Beside the Duomo, this is the other ground-zero for tourists. The Palazzo Vecchio was completed at the turn of the 16th century, and is still in use as Florence's town hall.
|Piazza della Signoria
The Palazzo is to the right, as well as the Ufizzi Galleries. In the middle is Giambologna's statue of Cossimo I, first Medici Grand Duke.
This was the original site of the David statue. The original was moved to the Galleria dell'Academia in the 19th century, and this copy put in its place.
Behind is a pretty goofy (I believe the technical term is "mannerist") statue of Neptune, with fountain.
|The Palazzo Vecchio
It doubles as Florence town hall.
You can get this far without paying for admission.

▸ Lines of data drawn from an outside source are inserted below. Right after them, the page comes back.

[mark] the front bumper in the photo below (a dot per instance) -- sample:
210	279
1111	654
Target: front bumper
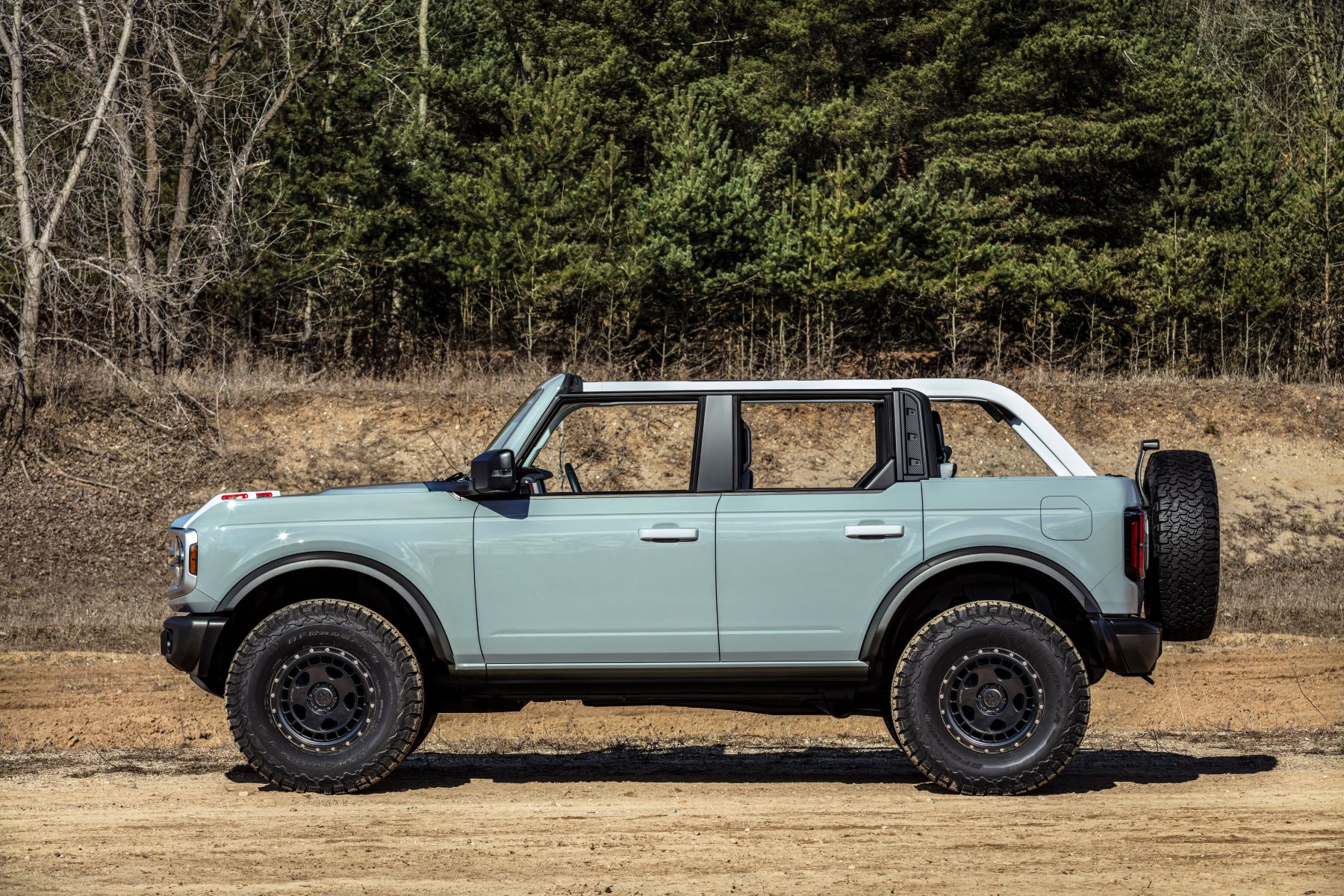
1128	645
188	641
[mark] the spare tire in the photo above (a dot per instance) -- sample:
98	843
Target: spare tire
1182	583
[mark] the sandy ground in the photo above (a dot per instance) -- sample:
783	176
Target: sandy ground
1229	682
117	777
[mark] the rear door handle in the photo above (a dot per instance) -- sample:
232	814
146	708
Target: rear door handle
874	531
670	535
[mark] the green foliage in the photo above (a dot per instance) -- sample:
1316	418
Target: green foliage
792	184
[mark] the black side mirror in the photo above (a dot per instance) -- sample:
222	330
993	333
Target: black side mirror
494	472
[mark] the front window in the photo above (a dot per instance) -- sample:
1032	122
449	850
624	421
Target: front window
502	440
618	448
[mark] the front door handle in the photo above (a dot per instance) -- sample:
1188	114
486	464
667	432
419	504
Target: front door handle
668	535
874	531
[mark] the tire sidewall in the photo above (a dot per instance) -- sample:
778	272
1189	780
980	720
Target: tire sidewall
1057	665
281	640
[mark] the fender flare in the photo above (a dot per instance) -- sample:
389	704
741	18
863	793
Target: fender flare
337	561
912	581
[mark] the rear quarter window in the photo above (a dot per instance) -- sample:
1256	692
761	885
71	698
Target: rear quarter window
983	447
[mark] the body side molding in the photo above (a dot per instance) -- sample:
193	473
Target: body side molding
877	632
340	561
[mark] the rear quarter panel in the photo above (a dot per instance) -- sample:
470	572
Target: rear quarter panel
1018	512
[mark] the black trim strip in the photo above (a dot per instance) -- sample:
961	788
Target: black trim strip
336	559
918	575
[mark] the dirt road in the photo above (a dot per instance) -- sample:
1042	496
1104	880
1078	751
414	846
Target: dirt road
117	777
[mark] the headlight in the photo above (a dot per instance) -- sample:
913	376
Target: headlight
181	561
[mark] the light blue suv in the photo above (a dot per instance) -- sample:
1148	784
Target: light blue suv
785	547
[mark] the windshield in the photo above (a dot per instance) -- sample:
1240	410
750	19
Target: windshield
502	440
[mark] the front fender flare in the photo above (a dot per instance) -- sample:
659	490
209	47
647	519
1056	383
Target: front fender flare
890	606
339	561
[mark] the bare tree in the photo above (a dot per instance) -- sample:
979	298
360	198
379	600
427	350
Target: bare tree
134	128
40	206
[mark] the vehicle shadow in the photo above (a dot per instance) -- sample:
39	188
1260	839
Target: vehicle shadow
1092	770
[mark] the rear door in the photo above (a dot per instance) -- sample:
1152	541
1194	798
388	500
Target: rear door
819	527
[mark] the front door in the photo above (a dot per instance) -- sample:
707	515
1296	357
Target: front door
615	563
816	534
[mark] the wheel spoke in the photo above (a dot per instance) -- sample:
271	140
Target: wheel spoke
1012	687
989	699
319	702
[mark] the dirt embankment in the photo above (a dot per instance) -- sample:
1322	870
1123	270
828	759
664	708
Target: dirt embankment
84	516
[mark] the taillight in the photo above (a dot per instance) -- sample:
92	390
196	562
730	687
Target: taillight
1136	543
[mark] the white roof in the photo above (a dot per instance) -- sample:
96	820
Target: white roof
1043	438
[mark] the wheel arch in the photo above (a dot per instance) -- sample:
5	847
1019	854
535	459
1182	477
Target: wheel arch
361	581
939	585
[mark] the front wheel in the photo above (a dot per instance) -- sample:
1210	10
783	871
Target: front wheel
324	695
991	697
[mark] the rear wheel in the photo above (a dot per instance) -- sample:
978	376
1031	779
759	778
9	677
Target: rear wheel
324	695
991	697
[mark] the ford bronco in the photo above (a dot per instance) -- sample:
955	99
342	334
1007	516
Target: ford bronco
781	547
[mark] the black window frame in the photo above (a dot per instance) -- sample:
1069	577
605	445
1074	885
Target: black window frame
882	474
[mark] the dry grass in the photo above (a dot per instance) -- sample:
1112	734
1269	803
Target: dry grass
111	461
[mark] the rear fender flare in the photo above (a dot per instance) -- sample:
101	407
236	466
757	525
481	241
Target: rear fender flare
382	573
909	583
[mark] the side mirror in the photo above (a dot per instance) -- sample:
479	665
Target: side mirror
492	472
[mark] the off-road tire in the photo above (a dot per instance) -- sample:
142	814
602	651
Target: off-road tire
1180	588
373	652
988	632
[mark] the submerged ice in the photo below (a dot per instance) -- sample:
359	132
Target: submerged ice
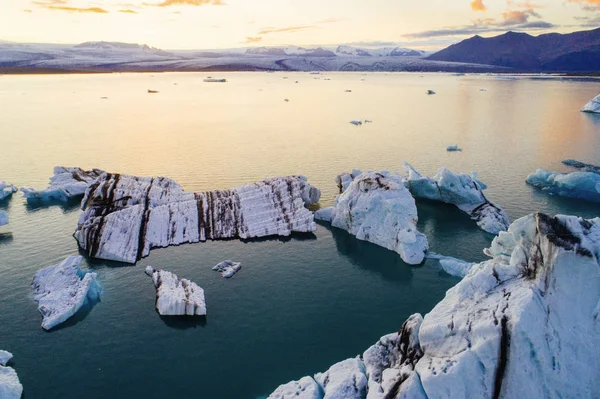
376	207
62	289
176	296
124	217
10	386
522	324
583	185
66	183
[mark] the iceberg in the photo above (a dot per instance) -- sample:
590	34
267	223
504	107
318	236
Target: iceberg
10	386
583	185
62	289
228	268
461	190
175	296
592	106
6	190
376	207
343	180
66	183
584	167
124	217
523	324
452	266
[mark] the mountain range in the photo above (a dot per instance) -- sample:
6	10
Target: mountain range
552	52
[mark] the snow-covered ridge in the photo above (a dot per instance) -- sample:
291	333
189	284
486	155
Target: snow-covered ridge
176	296
66	183
376	207
62	289
583	185
524	324
10	386
461	190
124	217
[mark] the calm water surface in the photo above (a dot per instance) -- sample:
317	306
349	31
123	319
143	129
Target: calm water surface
298	305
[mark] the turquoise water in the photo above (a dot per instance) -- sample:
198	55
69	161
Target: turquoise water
298	305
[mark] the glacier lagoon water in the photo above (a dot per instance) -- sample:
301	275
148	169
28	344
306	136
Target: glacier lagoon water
298	305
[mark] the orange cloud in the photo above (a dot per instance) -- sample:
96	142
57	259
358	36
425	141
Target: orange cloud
477	5
253	39
59	6
266	31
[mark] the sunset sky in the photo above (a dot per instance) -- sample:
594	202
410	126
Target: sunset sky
207	24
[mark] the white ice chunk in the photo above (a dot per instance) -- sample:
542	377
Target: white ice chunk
583	185
228	268
461	190
66	183
376	207
592	106
6	190
62	289
175	296
344	380
305	388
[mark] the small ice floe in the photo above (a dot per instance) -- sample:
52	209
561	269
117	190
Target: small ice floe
582	185
10	386
175	296
453	266
3	218
6	190
592	106
62	289
228	268
66	183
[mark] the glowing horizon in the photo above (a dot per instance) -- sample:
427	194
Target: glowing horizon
214	24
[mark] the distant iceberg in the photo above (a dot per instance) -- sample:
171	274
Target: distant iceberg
175	296
228	268
376	207
124	217
6	190
10	386
461	190
523	324
592	106
62	289
583	185
66	183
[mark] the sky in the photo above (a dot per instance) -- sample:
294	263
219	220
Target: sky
214	24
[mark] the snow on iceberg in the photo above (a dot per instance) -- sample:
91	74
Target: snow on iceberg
461	190
175	296
228	268
124	217
376	207
454	267
10	386
66	183
62	289
583	185
6	190
3	218
507	330
592	106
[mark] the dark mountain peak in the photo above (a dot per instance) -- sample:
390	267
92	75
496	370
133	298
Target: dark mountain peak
578	51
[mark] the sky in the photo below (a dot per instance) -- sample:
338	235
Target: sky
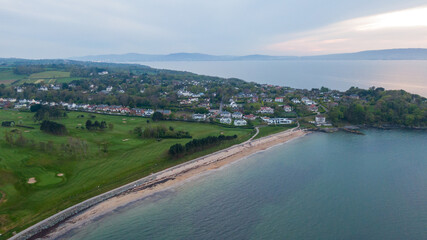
71	28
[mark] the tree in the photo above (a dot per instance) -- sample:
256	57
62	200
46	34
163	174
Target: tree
53	128
157	116
89	124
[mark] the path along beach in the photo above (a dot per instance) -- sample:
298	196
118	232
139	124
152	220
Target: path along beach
82	213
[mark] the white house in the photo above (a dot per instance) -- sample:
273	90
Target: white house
250	117
237	115
225	114
287	108
266	110
199	117
278	99
225	120
279	121
295	100
240	122
320	119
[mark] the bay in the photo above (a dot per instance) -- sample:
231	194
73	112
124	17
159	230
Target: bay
321	186
341	75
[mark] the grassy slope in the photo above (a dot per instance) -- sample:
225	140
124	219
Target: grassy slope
268	130
7	76
83	178
48	77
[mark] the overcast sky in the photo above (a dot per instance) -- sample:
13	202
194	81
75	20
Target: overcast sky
67	28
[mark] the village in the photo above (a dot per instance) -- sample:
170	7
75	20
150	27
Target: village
240	110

|The Salone dei Cinquecento, or main gallery
Stuffed with paintings and statues, even the panels on the ceiling have paintings. The murals on the side are by Vasari, and chronicle the history of Florence.
|Main gallery, side wall
|Sculpture in the Salone dei Cinquecento
Winning is all! Perhaps this is where Macchiavelli got his inspiration.
John Wilson-Smith very kindly identified the statue. It's "Hercules and Diomedes" (1550), by Vincenzo de' Rossi (1525-1587), Florence. According to the story, Diomedes is an adversary, who Hercules throws to man-eating mares. Looks more like his main squeeze.